La libera corsa di Cavalgiocare
Novembre 23, 2009 3:44 pm Formazione/stage/corsi/, Ippoterapia, attività equestre
Ippogrifo segue la metodologia Cavalgiocare®:…qualche parola in più sull’argomento..secondo il punto di vista di
“Un altro insegnamento per un’altra equitazione”.
Finché poi si gettavan via gli speroni perché non esistevano speroni e si gettavan via le redini perché non esistevano redini e si intravvedeva appena la terra che fuggiva via davanti a noi come una prateria rasata di fresco, senza più il collo né la testa del cavallo. (Franz Kafka, Desiderio di diventare un pellerossa)
Educare con i cavalli? Non “per mezzo” dei cavalli, usandoli come strumenti con la stessa dignità di una fotocopiatrice o di un powerpoint: no, proprio con i cavalli, nel senso di “insieme ai cavalli”, e in senso più ampio insieme agli animali. Questa mi sembra la proposta forte e vincente di “Cavalgiocare”: l’animale come partner, come compagno di gioco e di educazione, come amico che ci segue e ci sta vicino chiedendoci risposte calibrate sulla sua diversità ed educandoci a un decentramento salutare dalla nostra boriosa sicurezza di essere i dominatori del mondo. Avendo visto di persona il metodo Cavalgiocare® in azione, mi sembra di poter dire che i suoi punti forti possano essere identificati come segue:
a) l’alternanza tra teoria e pratica: non si cade nell’ideologia della natura-facile, dell’animale cui si accede nudi e senza preconcetti perché “tanto si sa naturalmente cosa fare e come farlo”. Possiamo addirittura dire che qui la natura è più un risultato che una premessa: nel senso che l’uomo inurbato del XXI secolo ha bisogno di imparare, o se vogliamo di re-imparare, contatti e linguaggi con il mondo naturale. E siccome la razionalità e la riflessione sono lo specifico della specie umana, sono la nostra “natura” o il nostro modo di “essere natura”, in questa proposta il pensiero non è spento ma sempre attivo per riflettere e mettere in prospettiva le esperienze compiute. La natura deve diventare allora “seconda natura” per l’uomo e la donna del III millennio e lo può fare grazie a un potenziamento e una elasticizzazione della razionalità, non certo grazie a una sua eclisse.

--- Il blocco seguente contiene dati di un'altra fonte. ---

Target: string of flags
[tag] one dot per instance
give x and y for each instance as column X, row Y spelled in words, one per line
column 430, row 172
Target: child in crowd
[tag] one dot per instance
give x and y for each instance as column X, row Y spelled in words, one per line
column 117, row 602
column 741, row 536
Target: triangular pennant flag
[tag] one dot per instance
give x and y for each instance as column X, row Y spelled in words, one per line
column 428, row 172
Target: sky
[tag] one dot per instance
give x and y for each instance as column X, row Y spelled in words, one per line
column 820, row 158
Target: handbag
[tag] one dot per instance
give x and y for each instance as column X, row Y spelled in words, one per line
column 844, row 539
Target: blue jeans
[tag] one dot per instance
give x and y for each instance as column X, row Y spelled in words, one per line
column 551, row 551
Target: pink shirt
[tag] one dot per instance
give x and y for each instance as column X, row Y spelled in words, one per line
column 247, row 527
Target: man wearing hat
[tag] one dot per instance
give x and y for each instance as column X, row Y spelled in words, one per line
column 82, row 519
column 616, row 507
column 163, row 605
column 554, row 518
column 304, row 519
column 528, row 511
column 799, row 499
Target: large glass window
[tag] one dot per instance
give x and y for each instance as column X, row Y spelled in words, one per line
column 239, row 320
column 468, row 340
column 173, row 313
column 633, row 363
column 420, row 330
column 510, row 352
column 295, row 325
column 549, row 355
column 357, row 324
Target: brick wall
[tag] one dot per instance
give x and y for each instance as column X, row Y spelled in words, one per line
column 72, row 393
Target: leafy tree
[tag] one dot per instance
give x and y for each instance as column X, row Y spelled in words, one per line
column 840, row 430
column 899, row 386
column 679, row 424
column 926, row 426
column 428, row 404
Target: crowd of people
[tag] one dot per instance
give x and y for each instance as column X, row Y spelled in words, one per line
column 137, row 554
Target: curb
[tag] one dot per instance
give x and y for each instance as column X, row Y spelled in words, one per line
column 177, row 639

b) la necessità di ridefinire le sequenze temporali: il rallentamento e la ridefinizione dei propri ritmi e delle proprie temporalità ci è sembrata la caratteristica fondamentale dell’approccio fisico al cavallo. La consapevolezza del proprio ruolo di predatore porta alla necessità di trattenere i propri gesti, di abitare un’altra dimensione temporale. Il corpo impara nuovi modi di approcciarsi, di sbieco e obliqui rispetto all’incedere maestoso dei trionfi o all’assalto alla baionetta che ci vengono ancora e sempre proposti come tipici dell’uomo forte. La forza è qui semmai forza di non fare, di attendere, di leggere nell’altro il permesso a un approccio, l’invito, l’abbassamento della guardia. La carezza è forse all’origine uno schiaffo trattenuto, e ovviamente questo lo si impara quando si è a contatto con il più debole che si offre solamente a un approccio rallentato e laterale
c) la critica a ogni ideologismo pseudo-animalista: definire l’uomo come predatore e fare di questa consapevolezza la base per un’azione pedagogica fa piazza pulita di ogni tentazione riduzionistica, che ha lo sgradevole effetto di umanizzare l’animale al punto da non vederlo più nella sua alterità. Uomo/donna e cavallo sono differenti (sono differenti anche gli approcci di genere? E’ possibile determinare un quadrilatero di relazioni uomo/cavallo, donna/cavalla, uomo/cavalla, donna/cavallo? Potrebbe essere una interessante pista di ricerca futura.). Proprio a partire da questa differenza è possibile educare i ragazzi e i bambini; differenza che è anche potere, redistribuzione del potere: chi ha il potere nella relazione con il cavallo? E quali poteri sono in gioco, da una parte e dall’altra?
d) la critica a ogni tentativo di piegare l’animale a logiche economiciste: un quantum di umanizzazione è essenziale all’addomesticamento, ma umanizzare significa mettersi come uomini e donne dalla parte dell’animale, e addomesticare significa creare una “domus” come spazio umano di tutela e di cura. In questo ci sembra che la proposta di “Cavalgiocare” scavalchi la pet-therapy, proprio perché inventa uno spazio nuovo, liberato dalla cifra del dominio così come il cavallo e il pellerossa kafkiani si trovano liberati l’uno e l’altro e l’uno dall’altro, nella loro libera e sfrenata corsa senza fine.